A sprawling art installation is to light up the night sky in the desert surrounding Ayers Rock in Australia. The British artist Bruce Munro will unveil his Field of Light on 1 April around 10km from the monumental sandstone monolith, which is sacred to Aboriginal people and known by them as Uluru.
Field of Light, which will remain in situ for a year, consists of 50,000 stems, each topped with a frosted bulb; these are connected to projectors powered by solar panels via fibre-optic cables. The lights, which are in the muted purples, reds, and oranges of the desert landscape, will cover 49,000 sq. m–the equivalent of four English football pitches.
The installation has been 24 years in the making. Munro was first inspired to create a work at Uluru in 1992 when camping there with his then fiancée, now wife, Serena. “There was a charge in the air that gave me a very immediate feeling which I didn’t fully understand. It was a moment when I felt at one with the world, a feeling which made me intensely happy.”

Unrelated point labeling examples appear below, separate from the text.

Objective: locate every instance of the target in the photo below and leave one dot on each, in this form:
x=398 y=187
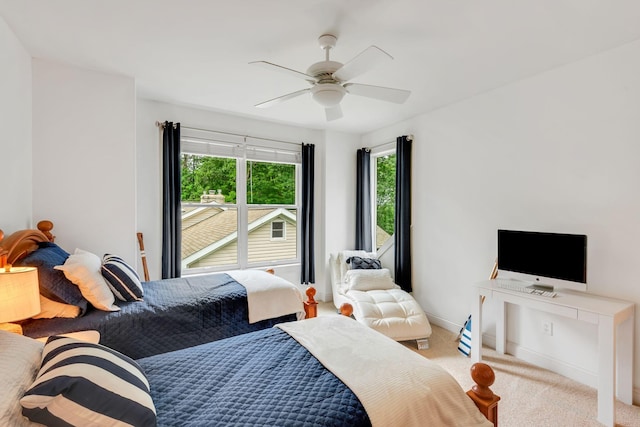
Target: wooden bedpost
x=143 y=256
x=46 y=226
x=310 y=305
x=481 y=394
x=22 y=242
x=3 y=253
x=346 y=309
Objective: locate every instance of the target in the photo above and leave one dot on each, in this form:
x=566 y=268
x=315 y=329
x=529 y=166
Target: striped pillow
x=121 y=278
x=82 y=384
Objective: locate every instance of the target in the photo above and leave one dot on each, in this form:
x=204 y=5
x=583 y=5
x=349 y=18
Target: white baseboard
x=535 y=358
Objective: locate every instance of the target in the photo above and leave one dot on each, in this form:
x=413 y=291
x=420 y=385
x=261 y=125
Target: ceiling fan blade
x=367 y=59
x=282 y=98
x=397 y=96
x=280 y=68
x=333 y=113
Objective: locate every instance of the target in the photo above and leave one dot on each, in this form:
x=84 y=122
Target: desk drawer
x=538 y=303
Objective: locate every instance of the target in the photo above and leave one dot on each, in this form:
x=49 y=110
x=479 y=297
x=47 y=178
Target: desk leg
x=501 y=335
x=476 y=328
x=606 y=370
x=624 y=360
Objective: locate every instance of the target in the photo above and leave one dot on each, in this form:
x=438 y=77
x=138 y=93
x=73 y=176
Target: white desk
x=615 y=320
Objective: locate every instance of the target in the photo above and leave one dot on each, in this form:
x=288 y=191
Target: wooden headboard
x=20 y=243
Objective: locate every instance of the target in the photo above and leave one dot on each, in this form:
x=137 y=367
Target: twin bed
x=172 y=313
x=322 y=371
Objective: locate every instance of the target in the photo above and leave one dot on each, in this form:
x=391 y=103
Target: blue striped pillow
x=81 y=384
x=122 y=279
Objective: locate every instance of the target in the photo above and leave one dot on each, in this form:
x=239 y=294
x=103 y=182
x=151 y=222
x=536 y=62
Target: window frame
x=245 y=149
x=282 y=230
x=379 y=151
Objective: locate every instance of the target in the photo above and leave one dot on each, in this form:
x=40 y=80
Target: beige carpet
x=530 y=396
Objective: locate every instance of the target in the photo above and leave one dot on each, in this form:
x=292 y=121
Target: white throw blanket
x=396 y=386
x=268 y=295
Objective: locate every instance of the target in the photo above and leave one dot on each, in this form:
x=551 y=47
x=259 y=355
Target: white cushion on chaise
x=391 y=311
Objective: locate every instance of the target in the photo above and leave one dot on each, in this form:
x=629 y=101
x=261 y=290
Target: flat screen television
x=546 y=259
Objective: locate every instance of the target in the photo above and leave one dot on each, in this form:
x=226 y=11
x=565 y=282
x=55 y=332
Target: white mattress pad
x=392 y=312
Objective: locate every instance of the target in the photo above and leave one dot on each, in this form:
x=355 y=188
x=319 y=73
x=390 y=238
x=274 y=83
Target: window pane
x=261 y=245
x=207 y=175
x=271 y=183
x=385 y=198
x=209 y=236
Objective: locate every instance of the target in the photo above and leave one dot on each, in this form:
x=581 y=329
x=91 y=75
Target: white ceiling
x=196 y=52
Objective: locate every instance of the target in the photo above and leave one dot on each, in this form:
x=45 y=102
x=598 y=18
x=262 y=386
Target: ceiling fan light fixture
x=328 y=94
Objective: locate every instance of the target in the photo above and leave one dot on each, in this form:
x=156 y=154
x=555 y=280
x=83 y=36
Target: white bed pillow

For the next two decades, Munro experimented with materials and forms in his quest to recapture the sensations from his Australian camping trip, installing an early version of Field of Light in the backyard of his country home in Wiltshire. “I became obsessed with it, like Richard Dreyfuss in Close Encounters of the Third Kind, who makes a mountain he’s never seen out of a pile of mashed potatoes without understanding why he’s doing it. I didn’t know why I was doing it either.” The public responded to Munro’s lights immediately and over the years he has gone on to show versions of his field in numerous locations including the V&A in London, Waddesdon Manor in Buckinghamshire, and several botanical gardens in the US.

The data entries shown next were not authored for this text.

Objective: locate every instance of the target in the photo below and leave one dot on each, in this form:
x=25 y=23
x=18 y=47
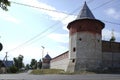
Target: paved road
x=26 y=76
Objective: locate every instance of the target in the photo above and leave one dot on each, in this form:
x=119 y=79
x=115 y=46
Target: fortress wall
x=111 y=59
x=60 y=62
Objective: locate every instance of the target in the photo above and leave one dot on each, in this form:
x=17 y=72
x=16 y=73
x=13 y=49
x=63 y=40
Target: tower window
x=73 y=60
x=74 y=49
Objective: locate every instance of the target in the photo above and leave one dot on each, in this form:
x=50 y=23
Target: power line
x=102 y=4
x=38 y=35
x=33 y=38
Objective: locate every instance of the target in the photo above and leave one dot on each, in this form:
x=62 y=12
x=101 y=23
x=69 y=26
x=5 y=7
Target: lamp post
x=42 y=51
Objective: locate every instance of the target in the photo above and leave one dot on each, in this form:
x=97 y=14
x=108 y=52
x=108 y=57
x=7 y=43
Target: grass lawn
x=56 y=71
x=47 y=71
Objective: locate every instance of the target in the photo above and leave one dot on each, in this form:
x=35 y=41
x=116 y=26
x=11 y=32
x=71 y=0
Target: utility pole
x=42 y=51
x=6 y=56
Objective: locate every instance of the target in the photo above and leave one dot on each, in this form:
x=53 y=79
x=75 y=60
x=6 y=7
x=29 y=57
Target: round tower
x=85 y=42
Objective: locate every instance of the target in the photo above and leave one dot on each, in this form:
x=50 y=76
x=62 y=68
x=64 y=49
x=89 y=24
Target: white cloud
x=6 y=16
x=113 y=13
x=62 y=17
x=59 y=37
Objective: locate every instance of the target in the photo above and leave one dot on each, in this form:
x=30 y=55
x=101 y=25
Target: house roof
x=85 y=13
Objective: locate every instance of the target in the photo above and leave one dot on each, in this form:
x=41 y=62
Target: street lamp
x=42 y=51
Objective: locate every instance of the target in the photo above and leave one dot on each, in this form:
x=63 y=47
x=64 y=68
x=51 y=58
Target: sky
x=24 y=29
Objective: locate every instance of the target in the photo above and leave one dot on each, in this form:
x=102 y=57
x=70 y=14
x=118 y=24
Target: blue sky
x=22 y=23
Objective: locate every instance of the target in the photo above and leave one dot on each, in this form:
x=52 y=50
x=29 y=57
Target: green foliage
x=33 y=64
x=4 y=4
x=12 y=69
x=40 y=64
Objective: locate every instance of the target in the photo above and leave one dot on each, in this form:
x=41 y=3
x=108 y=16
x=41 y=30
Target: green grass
x=57 y=71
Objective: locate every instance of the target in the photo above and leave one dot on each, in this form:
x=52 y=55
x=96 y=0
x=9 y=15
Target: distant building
x=4 y=65
x=87 y=51
x=46 y=62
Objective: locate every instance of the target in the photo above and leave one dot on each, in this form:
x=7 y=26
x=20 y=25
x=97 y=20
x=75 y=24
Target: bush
x=13 y=69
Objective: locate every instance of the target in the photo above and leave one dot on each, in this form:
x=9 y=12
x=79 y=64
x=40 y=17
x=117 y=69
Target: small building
x=46 y=62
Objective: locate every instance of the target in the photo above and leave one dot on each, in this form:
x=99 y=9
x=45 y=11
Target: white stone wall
x=87 y=54
x=59 y=64
x=111 y=59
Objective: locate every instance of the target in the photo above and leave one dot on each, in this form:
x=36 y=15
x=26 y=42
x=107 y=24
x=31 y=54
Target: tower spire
x=85 y=13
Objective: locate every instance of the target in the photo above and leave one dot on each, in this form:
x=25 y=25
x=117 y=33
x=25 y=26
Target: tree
x=27 y=67
x=4 y=4
x=33 y=64
x=18 y=62
x=40 y=64
x=112 y=37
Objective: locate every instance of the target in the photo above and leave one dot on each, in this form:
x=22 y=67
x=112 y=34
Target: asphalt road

During one of these displays, Munro was interviewed by a journalist from a radio station in Alice Springs, the nearest town to Uluru; he explained that the Australian landmark was the original inspiration for Field of Light. Ray Stone of the company Voyages, Indigenous Tourism Australia, which owns and operates Ayers Rock Resort, heard the broadcast. “I got a phone call from him,” recalls Munro, “and he said, ‘I think you should come and install Field of Light at Uluru.’ I couldn’t believe it; this has been my dream for the last 20 years.” The costs of realising the installation were almost prohibitive, but the Australian airline Qantas stepped in to help. “They’re shipping over all the components of the field from Wiltshire to the Northern Territory, as well as me and my team.”
Munro is taking his wife Serena back to Uluru for the opening, along with their four children. “I’m just trying to recapture that feeling you get when you’re connected to the landscape, that feeling that makes you want to jump for joy,” he says. “I hope every visitor feels it too.”